Consider how this could work in practice.
The emerging area of digital co-marketing is one which holds great promise for retail. Here, landlords and tenants exchange customer and sales data regularly and co-operate on marketing and loyalty programmes. So, for instance, when a new store launches in a mall, the mall owner makes its customer data available to assist the retailer with targeted promotions.
Not only does this get the new store off to a good start, but it also boosts overall footfall in the mall, maximising the collective share of customer spending. Such an approach also allows brick-and-mortar retail to keep pace with digital competitors, where data sharing – and acting on its behavioural insights – is not only accepted, but required industry practice.
Supportive government regulation will be a critical factor in enhancing the shape of this partnership – and, ultimately, retail growth.
Policy makers must strike a balance between continued business deregulation and regulating what needs to be protected. While deregulation of the current commercial relationships in retail still has some way to go, there is a need for new regulation that supports retail’s recovery.
Canada's emergency rent subsidy for small businesses affected by the pandemic is a good example. Here in the UAE, further targeted support for small and medium enterprises, especially in the restaurant and leisure sector, would make a big difference to the economy and drive retail's recovery.
Another useful measure elsewhere has been the EU's cap on credit card fees. A report found that the introduction of reduced interchange fees for consumer cards had lowered merchants' charges for card payments and, ultimately, consumer prices.
With Smart Dubai, the UAE government is playing a vital facilitator role by building out data infrastructure and data exchanges.
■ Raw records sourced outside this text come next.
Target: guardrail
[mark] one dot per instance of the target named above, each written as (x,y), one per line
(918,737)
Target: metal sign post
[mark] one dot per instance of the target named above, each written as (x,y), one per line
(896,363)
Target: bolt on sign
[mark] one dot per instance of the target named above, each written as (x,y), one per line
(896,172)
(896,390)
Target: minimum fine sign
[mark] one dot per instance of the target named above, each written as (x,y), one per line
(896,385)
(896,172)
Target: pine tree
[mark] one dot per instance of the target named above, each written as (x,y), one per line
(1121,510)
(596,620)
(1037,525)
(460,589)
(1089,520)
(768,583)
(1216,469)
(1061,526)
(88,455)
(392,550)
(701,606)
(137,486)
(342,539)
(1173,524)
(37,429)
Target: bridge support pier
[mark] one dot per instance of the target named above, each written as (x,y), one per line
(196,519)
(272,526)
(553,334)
As part of Smart Dubai, public and commercial stakeholders – including Majid Al Futtaim – are now working on an enabling framework for open data sharing.
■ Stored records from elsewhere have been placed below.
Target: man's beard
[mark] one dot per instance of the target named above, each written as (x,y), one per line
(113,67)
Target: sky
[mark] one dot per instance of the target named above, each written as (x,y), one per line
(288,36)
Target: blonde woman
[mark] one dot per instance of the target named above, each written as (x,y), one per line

Laying down these regulatory foundations will be conducive to the development of a broader ecosystem within retail and with other industries, going beyond traditional landlords and tenants. Those wider alliances will be vital to the future growth of the UAE's retail sector.
Our sector's renewed recovery will depend on creating new value propositions with a wide network of contributors.
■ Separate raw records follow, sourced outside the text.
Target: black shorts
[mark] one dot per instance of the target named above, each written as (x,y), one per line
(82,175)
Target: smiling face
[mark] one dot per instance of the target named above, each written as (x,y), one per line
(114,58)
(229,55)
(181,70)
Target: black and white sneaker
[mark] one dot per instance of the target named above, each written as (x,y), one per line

Take lifestyle rewards programmes as another example. A mall operator may have its own scheme in place to capture customer data but open data partnerships with credit card companies or merchant payment providers, for example, could significantly enhance the depth of insights gleaned.
Ultimately, such an open data sharing framework is for the collective benefit of the industry.
Naturally, reshaping the retail sector will require capital investment. With borders opening and the UAE being a hub for investment, there is a favourable climate for growth.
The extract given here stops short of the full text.